Legacy Phosphorus After 45 Years With Consistent Cropping Systems and Fertilization Compared to Native Soils
Zhang, T.Q., Zheng, Z.M., Drury, C.F., Hu, Q.C., Tan, C.S. (2020). Legacy Phosphorus After 45 Years With Consistent Cropping Systems and Fertilization Compared to Native Soils. Frontiers in Earth Science, [online] 8 http://dx.doi.org/10.3389/feart.2020.00183
Plain language summary
Phosphorus (P) is an essential nutrient to plant growth and is present in soils as species of either organic (Po) or inorganic (Pi) variety, each with its own biogeochemical properties and thus availability to plants and vulnerability of loss to water resource. The overall status of soil P is heavily impacted by agricultural practices and historically additive, and thus, this long-term study by Zhang et al. was conducted to assess the status of P in both agricultural and native soil. The soils were classified as Brookston clay loam, and P status was assessed in terms of P bioavailability, P transformations, and susceptibility of losses to water resources. The agricultural practices assessed within this 45-year study include consistent cropping [continuous corn (CC), corn-oats-alfalfa-alfalfa rotation (CR), and continuous bluegrass sod (CB)], with and without P fertilization, and were compared to adjacent forest native soil. Results showed that, compared to the native soil, consistent cropping without P fertilization significantly decreased all P fractions except for water-extractable Po, with the largest decrease in labile Pi (water-Pi + NaHCO3 -Pi) and moderately labile Po. Additionally, consistent cropping with fertilization retained comparable amounts of total P in CC and RC, but increased total P in CB, relative to the native soil. The increase of total P in CB treatments was attributed to the return of grass residues which increase total P and total Po. This study revealed that long-term cropping practices significantly enhance the rate of Po mineralization regardless of whether they were fertilized. Further, NaOH-Pi and -Po played important roles by acting as a sink of legacy P in this soil. Lastly, P accumulation in grass fields is a concern as a risk of P pollution to adjacent fresh waters. This study is important in filling knowledge gaps about P status within agroecosystems as compared to native conditions, and build up theoretical bases for soil legacy P agronomic use and for soil P loss mitigation.

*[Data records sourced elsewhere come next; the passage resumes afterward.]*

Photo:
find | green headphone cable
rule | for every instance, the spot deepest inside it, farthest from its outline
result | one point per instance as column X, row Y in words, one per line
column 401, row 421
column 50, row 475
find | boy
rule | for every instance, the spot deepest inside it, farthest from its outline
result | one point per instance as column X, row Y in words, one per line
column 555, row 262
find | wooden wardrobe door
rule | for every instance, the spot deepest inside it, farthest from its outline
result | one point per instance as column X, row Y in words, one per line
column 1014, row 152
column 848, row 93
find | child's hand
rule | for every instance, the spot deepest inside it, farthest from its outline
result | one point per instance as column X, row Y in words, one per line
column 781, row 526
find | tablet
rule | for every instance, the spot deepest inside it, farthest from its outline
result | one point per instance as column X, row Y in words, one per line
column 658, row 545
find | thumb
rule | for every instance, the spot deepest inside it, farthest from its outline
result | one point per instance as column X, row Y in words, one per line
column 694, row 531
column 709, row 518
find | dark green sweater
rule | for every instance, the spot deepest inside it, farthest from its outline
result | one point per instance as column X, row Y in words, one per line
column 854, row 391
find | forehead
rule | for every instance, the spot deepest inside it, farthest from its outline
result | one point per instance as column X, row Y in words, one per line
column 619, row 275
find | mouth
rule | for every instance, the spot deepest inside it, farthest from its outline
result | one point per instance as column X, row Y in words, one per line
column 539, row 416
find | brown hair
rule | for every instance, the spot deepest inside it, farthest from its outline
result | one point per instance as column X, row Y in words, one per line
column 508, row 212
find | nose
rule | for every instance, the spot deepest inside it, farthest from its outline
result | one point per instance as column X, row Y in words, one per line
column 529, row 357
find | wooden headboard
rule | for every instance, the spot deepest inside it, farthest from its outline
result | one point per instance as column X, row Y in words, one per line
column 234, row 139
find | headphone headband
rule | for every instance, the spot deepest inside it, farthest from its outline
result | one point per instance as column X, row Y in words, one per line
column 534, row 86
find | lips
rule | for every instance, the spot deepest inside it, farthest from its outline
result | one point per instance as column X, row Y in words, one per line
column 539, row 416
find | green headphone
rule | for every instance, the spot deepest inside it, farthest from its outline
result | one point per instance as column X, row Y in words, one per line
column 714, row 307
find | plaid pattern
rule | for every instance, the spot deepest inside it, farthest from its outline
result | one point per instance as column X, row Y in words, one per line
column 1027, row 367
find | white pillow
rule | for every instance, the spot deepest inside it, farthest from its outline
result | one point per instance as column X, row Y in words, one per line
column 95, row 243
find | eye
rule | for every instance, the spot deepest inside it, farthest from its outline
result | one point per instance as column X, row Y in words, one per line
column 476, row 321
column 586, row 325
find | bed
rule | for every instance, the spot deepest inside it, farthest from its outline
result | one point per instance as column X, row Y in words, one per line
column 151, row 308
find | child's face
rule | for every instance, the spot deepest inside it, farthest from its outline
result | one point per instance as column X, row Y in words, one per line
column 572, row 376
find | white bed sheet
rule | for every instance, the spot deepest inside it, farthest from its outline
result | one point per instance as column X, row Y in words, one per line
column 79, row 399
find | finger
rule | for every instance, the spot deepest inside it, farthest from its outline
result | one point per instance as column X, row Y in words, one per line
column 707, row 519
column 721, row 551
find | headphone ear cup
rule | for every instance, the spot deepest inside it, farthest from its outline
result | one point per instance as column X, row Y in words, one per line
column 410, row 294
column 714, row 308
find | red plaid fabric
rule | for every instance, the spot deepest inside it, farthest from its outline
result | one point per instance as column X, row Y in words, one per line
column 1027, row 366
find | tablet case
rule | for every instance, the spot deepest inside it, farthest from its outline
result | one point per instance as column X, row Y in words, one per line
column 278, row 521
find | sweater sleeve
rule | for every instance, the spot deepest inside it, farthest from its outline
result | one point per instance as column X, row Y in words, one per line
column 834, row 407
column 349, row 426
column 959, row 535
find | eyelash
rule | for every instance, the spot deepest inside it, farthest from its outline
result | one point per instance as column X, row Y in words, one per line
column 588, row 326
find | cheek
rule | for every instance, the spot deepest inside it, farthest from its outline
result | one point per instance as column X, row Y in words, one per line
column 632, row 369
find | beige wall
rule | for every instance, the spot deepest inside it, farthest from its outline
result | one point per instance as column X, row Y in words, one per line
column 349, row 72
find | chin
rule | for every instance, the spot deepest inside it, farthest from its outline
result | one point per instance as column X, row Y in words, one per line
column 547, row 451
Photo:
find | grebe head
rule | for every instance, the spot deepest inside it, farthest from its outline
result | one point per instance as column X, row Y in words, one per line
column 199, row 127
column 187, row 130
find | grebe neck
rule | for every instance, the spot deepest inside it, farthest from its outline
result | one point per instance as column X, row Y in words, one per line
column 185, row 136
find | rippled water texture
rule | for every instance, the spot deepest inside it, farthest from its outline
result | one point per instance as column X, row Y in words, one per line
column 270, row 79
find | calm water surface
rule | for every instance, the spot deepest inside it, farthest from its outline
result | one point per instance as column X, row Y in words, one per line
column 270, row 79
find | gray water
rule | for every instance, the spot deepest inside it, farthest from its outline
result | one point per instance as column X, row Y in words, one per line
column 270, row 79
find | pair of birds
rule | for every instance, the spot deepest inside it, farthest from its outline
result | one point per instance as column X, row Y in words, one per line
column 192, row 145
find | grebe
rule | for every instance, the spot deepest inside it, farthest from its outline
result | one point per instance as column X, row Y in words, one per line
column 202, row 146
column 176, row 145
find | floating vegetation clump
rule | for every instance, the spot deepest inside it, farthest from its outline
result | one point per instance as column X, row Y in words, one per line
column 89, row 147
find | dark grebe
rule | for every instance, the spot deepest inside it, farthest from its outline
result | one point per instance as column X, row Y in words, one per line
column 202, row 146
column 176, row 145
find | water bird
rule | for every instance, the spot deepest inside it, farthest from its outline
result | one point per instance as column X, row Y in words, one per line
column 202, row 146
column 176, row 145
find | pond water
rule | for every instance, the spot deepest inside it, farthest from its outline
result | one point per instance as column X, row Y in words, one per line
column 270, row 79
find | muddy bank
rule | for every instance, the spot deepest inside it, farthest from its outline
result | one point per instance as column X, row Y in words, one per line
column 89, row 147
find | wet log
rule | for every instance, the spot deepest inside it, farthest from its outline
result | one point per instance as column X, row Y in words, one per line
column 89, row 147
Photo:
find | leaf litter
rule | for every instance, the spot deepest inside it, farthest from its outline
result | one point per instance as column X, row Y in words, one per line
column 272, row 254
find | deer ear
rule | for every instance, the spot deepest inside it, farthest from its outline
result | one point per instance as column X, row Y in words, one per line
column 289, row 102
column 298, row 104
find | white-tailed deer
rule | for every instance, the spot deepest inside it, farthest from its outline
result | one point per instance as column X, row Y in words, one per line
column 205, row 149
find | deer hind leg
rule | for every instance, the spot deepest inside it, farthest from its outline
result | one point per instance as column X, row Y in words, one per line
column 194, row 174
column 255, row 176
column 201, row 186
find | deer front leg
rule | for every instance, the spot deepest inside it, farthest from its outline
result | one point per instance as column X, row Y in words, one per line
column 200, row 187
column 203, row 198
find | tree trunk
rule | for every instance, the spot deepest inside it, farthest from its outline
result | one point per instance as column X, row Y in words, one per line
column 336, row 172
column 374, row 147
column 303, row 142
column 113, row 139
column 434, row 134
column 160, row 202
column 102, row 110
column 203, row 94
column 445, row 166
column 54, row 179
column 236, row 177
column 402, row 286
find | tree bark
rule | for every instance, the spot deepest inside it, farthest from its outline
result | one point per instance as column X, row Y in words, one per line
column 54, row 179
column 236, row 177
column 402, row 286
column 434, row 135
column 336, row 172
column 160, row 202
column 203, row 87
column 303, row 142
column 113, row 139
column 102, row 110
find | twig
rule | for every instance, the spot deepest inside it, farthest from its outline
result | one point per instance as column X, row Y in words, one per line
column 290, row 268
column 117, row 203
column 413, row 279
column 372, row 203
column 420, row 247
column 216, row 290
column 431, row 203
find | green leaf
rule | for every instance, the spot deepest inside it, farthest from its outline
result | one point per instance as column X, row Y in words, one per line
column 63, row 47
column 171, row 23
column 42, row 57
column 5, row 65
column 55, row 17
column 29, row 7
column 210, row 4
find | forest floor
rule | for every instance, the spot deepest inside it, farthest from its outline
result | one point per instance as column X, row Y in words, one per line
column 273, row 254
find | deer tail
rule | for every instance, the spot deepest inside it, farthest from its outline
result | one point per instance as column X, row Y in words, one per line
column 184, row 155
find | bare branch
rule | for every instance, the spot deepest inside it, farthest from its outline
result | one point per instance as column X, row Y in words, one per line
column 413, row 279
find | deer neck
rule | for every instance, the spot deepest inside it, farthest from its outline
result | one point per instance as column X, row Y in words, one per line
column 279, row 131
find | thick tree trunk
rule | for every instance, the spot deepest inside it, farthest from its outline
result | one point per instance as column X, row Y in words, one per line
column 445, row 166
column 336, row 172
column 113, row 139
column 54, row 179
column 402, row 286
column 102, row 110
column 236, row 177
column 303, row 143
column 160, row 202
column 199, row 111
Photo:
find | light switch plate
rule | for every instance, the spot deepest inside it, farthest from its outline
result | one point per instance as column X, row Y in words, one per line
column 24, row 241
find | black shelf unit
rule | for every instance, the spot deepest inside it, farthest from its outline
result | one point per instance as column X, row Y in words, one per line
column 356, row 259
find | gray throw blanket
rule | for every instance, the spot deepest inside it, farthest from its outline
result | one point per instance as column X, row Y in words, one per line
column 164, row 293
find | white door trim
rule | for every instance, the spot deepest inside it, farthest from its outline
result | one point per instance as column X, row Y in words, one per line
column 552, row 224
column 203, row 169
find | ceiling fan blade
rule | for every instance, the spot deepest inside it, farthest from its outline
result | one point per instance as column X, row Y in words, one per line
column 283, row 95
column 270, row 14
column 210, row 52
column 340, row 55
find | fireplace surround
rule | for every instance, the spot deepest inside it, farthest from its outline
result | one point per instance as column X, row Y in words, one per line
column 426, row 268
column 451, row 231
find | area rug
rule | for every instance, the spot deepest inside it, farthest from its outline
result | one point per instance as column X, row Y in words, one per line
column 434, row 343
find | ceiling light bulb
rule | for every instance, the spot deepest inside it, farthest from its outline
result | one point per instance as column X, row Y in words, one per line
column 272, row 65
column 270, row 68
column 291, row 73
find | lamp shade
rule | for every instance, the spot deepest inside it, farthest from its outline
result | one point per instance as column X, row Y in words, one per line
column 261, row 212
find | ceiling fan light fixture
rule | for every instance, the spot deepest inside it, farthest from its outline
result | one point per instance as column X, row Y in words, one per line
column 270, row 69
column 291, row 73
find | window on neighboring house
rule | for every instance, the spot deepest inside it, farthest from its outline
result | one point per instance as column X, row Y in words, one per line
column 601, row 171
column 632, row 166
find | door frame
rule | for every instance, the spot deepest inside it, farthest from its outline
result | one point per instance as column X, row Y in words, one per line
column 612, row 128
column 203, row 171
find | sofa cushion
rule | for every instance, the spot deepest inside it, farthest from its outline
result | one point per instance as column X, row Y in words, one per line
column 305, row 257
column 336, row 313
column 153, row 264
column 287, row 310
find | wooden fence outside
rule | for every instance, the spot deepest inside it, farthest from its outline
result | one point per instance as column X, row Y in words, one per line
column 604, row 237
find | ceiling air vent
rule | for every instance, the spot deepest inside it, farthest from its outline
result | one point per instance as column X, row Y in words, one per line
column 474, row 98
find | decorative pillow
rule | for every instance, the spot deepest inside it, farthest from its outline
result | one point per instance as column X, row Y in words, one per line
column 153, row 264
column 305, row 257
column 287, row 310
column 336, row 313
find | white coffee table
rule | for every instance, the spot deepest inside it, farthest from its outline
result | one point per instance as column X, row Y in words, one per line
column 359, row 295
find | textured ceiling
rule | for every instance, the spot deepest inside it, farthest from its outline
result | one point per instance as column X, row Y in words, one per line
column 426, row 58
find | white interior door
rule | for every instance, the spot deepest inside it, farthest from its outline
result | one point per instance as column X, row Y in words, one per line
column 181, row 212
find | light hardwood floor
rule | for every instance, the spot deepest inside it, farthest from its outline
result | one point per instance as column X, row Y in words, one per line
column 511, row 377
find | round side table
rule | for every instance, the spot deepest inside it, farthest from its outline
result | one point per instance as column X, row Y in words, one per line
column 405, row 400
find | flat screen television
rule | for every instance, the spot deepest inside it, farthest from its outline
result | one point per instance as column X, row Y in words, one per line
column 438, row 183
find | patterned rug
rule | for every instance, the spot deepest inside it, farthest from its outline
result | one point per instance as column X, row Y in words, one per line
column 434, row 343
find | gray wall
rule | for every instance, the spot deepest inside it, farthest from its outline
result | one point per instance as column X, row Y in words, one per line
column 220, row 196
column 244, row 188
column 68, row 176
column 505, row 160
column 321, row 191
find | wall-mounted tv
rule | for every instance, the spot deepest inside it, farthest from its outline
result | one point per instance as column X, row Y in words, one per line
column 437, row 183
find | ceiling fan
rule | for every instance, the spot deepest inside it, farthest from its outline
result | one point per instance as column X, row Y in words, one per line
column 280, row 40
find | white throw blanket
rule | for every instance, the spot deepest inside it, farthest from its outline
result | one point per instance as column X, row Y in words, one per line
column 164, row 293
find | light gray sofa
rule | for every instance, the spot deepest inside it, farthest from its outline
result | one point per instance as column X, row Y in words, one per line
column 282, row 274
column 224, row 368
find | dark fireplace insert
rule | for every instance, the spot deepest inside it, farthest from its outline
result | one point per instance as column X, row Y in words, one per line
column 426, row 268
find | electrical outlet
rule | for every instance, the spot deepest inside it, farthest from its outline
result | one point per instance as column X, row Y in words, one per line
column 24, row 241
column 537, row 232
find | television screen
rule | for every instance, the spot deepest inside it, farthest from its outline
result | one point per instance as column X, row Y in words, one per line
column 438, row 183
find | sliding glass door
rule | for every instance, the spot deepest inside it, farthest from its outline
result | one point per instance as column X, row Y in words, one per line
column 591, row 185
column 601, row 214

Agricultural practices affect the status of legacy phosphorus (P) in soils and consequently the P bioavailability and susceptibility of losses to water resources. Previous studies have primarily assessed P status within agroecosystems, and rarely have these results been compared to native conditions. We evaluated the effects of long-term (45 years) consistent cropping [continuous corn (CC), corn-oats-alfalfa-alfalfa rotation (CR), and continuous bluegrass sod (CB)] with and without P fertilization on changes in P fractions of different bioavailability in a Brookston clay loam, as compared to an adjacent forest native soil. Soil P was separated into various inorganic P (Pi) and organic P (Po) fractions using a modified sequential fractionation method. Phosphorus in native soil was predominated by moderately labile Po (NaOH-Po), 44%, followed by moderately stable Pi (HCl-P), 26%. Compared to the native soil, consistent cropping without P fertilization significantly decreased all P fractions except for water-extractable Po, with the largest decrease in labile Pi (water-Pi + NaHCO3-Pi) and moderately labile Po of 65 and 73 mg kg–1, respectively, over 45 years. Consistent cropping with fertilization retained comparable amount of total P in CC and RC, but increased total P in CB, relative to the native soil. Averaged over cropping systems, labile Pi, NaOH-Pi, and HCl-P increased by 129, 74, and 20 mg kg–1, respectively, whereas labile Po and moderately labile Po decreased by 8 and 60 mg kg–1, respectively, compared to the native soil. This study indicates that long-term cropping significantly enhanced the rate of moderately labile Po mineralization, irrespective of fertilization. The increases of total P and Po in the fertilized CB plots suggest that P accumulation in long-term grass fields is a concern as far as potential P contamination in surface waters.